Published: 2020-04-16

Total Pages: 119

ISBN-13: 9811515964

DOWNLOAD EBOOK

This book provides a self-contained introduction to shrinkage estimation for matrix-variate normal distribution models. More specifically, it presents recent techniques and results in estimation of mean and covariance matrices with a high-dimensional setting that implies singularity of the sample covariance matrix. Such high-dimensional models can be analyzed by using the same arguments as for low-dimensional models, thus yielding a unified approach to both high- and low-dimensional shrinkage estimations. The unified shrinkage approach not only integrates modern and classical shrinkage estimation, but is also required for further development of the field. Beginning with the notion of decision-theoretic estimation, this book explains matrix theory, group invariance, and other mathematical tools for finding better estimators. It also includes examples of shrinkage estimators for improving standard estimators, such as least squares, maximum likelihood, and minimum risk invariant estimators, and discusses the historical background and related topics in decision-theoretic estimation of parameter matrices. This book is useful for researchers and graduate students in various fields requiring data analysis skills as well as in mathematical statistics.

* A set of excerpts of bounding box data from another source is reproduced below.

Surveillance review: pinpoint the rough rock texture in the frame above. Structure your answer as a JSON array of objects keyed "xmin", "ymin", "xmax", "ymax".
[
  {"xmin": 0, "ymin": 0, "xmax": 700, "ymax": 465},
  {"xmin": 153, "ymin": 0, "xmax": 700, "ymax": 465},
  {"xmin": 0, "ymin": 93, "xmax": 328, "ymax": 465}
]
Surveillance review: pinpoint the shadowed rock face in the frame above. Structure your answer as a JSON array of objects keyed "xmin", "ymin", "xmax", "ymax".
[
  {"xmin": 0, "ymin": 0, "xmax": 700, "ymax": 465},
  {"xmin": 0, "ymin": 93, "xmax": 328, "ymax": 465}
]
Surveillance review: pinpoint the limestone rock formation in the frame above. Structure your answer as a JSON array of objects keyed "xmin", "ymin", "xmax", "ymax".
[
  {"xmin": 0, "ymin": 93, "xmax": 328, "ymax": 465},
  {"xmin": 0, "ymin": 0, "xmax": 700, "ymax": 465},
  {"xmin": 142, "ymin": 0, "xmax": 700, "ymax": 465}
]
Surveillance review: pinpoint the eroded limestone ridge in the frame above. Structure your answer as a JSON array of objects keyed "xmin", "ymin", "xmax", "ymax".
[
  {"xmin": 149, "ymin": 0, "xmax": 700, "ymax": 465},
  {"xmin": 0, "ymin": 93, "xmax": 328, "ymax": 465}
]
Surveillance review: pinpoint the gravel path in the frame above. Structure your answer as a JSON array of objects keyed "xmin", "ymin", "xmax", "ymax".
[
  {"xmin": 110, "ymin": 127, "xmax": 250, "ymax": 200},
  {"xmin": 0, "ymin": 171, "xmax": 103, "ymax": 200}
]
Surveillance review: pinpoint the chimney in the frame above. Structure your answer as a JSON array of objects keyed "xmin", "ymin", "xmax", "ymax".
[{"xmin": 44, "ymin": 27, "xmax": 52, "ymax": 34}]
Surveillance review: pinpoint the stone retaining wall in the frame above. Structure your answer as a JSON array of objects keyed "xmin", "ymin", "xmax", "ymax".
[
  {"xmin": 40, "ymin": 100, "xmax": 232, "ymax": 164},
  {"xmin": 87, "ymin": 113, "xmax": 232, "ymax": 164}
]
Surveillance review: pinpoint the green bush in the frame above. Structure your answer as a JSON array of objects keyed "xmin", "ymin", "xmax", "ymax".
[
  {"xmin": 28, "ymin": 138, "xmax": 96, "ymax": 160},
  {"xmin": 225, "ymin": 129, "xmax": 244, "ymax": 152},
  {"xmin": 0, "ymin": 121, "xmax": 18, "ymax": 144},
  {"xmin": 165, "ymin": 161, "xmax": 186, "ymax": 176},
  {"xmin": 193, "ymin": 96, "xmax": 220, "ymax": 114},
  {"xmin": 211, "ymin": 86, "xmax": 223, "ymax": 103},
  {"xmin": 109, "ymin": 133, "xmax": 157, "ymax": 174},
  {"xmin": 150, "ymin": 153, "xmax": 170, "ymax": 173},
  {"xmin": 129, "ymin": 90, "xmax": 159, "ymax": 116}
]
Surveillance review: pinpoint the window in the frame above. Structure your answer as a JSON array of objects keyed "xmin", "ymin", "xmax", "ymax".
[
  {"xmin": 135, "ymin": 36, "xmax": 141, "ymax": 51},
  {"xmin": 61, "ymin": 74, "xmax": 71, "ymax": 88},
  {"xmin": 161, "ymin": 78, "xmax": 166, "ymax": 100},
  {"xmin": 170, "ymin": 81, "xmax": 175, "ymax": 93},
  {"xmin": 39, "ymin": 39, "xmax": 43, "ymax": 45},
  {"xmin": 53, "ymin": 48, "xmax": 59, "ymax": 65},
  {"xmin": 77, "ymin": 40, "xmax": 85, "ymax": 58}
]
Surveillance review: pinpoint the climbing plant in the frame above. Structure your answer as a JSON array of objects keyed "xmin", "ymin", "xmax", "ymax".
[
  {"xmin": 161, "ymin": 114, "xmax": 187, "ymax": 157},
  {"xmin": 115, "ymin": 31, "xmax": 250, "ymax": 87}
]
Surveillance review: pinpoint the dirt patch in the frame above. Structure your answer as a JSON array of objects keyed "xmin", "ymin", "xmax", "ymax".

Large Dimensional Covariance Matrix Estimation with Decomposition-based Regularization

Large Dimensional Covariance Matrix Estimation with Decomposition-based Regularization

Author:

Publisher:

Published: 2014

Total Pages: 129

ISBN-13:

DOWNLOAD EBOOK

Estimation of population covariance matrices from samples of multivariate data is of great importance. When the dimension of a covariance matrix is large but the sample size is limited, it is well known that the sample covariance matrix is dissatisfactory. However, the improvement of covariance matrix estimation is not straightforward, mainly because of the constraint of positive definiteness. This thesis work considers decomposition-based methods to circumvent this primary difficulty. Two ways of covariance matrix estimation with regularization on factor matrices from decompositions are included. One approach replies on the modified Cholesky decomposition from Pourahmadi, and the other technique, matrix exponential or matrix logarithm, is closely related to the spectral decomposition. We explore the usage of covariance matrix estimation by imposing L1 regularization on the entries of Cholesky factor matrices, and find the estimates from this approach are not sensitive to the orders of variables. A given order of variables is the prerequisite in the application of the modified Cholesky decomposition, while in practice, information on the order of variables is often unknown. We take advantage of this property to remove the requirement of order information, and propose an order-invariant covariance matrix estimate by refining estimates corresponding to different orders of variables. The refinement not only guarantees the positive definiteness of the estimated covariance matrix, but also is applicable in general situations without the order of variables being pre-specified. The refined estimate can be approximated by only combining a moderate number of representative estimates. Numerical simulations are conducted to evaluate the performance of the proposed method in comparison with several other estimates. By applying the matrix exponential technique, the problem of estimating positive definite covariance matrices is transformed into a problem of estimating symmetric matrices. There are close connections between covariance matrices and their logarithm matrices, and thus, pursing a matrix logarithm with certain properties helps restoring the original covariance matrix. The covariance matrix estimate from applying L1 regularization to the entries of the matrix logarithm is compared to some other estimates in simulation studies and real data analysis.